Sometimes the distinction is made between "real-time" and "online" processing.

The first one refers to the speed of the processing in relation to the length of the recording - so, say, you can process a 10 minute recording in 1 minute then you're 10x real-time. However, your analysis might require the full track to be available for best outcomes, and so you cannot really start with the processing until the full source is available.

The latter is what "online" processing refers-to, the ability to process on-the-fly in parallel to the recording. Obviously, this cannot be faster than real-time ;-) but hopefully it is not slower, either. Often times, though, you get a (somewhat constant and) hopefully slow offset, i.e., you can process a 10 minute recording online in the same time but you need another 10 seconds on top of that.

This is, by the way, not restricted to source separation, it applies to other disciplines as well, say, automatic speech recognition.

FraKtus · on May 19, 2020

Exactly, while fast if this method needs to parse the full track before starting to generate the results then it can't be used in real-tine.

To be used with arbitrary audio in real-time, after initialization and setup you need an API that looks like:

ProcessAudio (samples, num_namples)

And it would return n packets of num_namples samples.
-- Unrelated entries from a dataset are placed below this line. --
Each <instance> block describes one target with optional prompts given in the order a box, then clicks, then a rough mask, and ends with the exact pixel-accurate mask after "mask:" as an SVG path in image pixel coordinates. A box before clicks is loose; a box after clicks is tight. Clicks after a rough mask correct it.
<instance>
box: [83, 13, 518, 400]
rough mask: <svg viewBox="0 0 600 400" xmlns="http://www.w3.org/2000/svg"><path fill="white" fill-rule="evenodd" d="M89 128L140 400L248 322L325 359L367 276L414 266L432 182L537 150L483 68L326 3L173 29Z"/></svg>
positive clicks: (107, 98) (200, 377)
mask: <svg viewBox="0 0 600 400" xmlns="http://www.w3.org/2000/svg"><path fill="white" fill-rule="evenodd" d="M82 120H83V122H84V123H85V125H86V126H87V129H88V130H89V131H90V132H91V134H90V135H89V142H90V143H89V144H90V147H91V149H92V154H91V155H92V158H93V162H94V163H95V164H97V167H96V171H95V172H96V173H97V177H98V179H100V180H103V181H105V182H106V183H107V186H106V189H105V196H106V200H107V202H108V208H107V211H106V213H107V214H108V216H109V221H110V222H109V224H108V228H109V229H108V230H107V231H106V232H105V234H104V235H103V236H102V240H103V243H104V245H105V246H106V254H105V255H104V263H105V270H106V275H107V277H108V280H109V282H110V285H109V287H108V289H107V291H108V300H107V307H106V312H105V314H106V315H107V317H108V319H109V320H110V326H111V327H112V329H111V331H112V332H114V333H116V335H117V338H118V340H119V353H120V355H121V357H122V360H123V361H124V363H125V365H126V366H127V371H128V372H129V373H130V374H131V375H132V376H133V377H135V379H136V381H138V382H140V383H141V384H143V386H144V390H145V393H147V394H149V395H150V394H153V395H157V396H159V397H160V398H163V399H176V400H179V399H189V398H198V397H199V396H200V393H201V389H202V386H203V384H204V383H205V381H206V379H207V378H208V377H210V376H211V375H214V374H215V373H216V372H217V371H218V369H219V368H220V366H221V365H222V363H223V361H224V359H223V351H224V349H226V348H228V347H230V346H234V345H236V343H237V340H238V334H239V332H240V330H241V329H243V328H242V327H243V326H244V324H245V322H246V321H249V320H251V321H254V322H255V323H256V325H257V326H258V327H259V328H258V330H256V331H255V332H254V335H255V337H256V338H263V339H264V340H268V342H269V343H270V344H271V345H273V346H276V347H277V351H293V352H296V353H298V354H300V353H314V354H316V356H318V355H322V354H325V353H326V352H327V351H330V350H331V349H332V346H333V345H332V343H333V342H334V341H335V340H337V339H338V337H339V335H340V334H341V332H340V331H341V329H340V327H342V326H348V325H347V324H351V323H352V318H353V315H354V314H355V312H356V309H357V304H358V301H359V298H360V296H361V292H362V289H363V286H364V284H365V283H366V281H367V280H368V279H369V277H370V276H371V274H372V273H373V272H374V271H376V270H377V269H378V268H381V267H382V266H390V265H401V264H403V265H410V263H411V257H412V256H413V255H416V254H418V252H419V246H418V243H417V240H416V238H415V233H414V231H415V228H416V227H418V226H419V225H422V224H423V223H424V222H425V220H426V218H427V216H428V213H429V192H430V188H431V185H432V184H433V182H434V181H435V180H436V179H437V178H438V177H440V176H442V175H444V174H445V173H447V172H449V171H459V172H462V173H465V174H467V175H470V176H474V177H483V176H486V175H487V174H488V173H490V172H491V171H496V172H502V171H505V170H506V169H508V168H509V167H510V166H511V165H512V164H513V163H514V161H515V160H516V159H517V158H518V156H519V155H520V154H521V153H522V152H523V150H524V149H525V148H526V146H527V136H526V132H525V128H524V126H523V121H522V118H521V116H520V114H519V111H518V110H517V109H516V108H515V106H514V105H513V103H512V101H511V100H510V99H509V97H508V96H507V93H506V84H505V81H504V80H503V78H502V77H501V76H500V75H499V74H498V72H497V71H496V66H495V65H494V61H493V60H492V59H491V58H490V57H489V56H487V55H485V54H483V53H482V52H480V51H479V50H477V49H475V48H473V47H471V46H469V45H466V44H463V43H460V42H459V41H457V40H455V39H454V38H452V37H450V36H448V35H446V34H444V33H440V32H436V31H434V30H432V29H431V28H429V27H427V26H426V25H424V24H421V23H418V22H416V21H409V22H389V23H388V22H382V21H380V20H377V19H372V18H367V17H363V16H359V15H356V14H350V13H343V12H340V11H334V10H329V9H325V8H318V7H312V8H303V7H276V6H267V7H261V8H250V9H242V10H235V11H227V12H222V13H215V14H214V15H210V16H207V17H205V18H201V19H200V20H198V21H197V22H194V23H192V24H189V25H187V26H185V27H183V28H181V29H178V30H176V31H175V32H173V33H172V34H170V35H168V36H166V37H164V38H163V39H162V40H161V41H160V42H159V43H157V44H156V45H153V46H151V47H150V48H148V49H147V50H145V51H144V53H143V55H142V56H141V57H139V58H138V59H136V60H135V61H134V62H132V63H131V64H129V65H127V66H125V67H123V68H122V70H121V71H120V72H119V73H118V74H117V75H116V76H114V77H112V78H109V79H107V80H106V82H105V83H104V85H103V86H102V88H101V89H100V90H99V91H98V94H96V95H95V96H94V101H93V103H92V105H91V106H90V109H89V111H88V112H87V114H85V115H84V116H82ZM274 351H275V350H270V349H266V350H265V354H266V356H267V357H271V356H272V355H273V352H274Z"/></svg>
One packet for each generated track.

nunja · on May 19, 2020

I experimented with the spleeter architecture quite a bit and I would say this is not suitable for real time audio processing. The reason is that the model needs at least 512 frames of audio samples to produce an output usable for source separation. This adds a ton of latency. I tried with smaller windows but the results are very bad.

LegitShady · on May 19, 2020

This person https://github.com/diracdeltas/spleeter4max

created an max for live native version of spleeter and demos it here:

https://www.youtube.com/watch?v=4pcJoI5CUOA&feature=youtu.be

It's way faster than real time, im not sure why slowing it down would be an advantage. You still need to take the resultant data and do things with them, as a dj, and faster is better.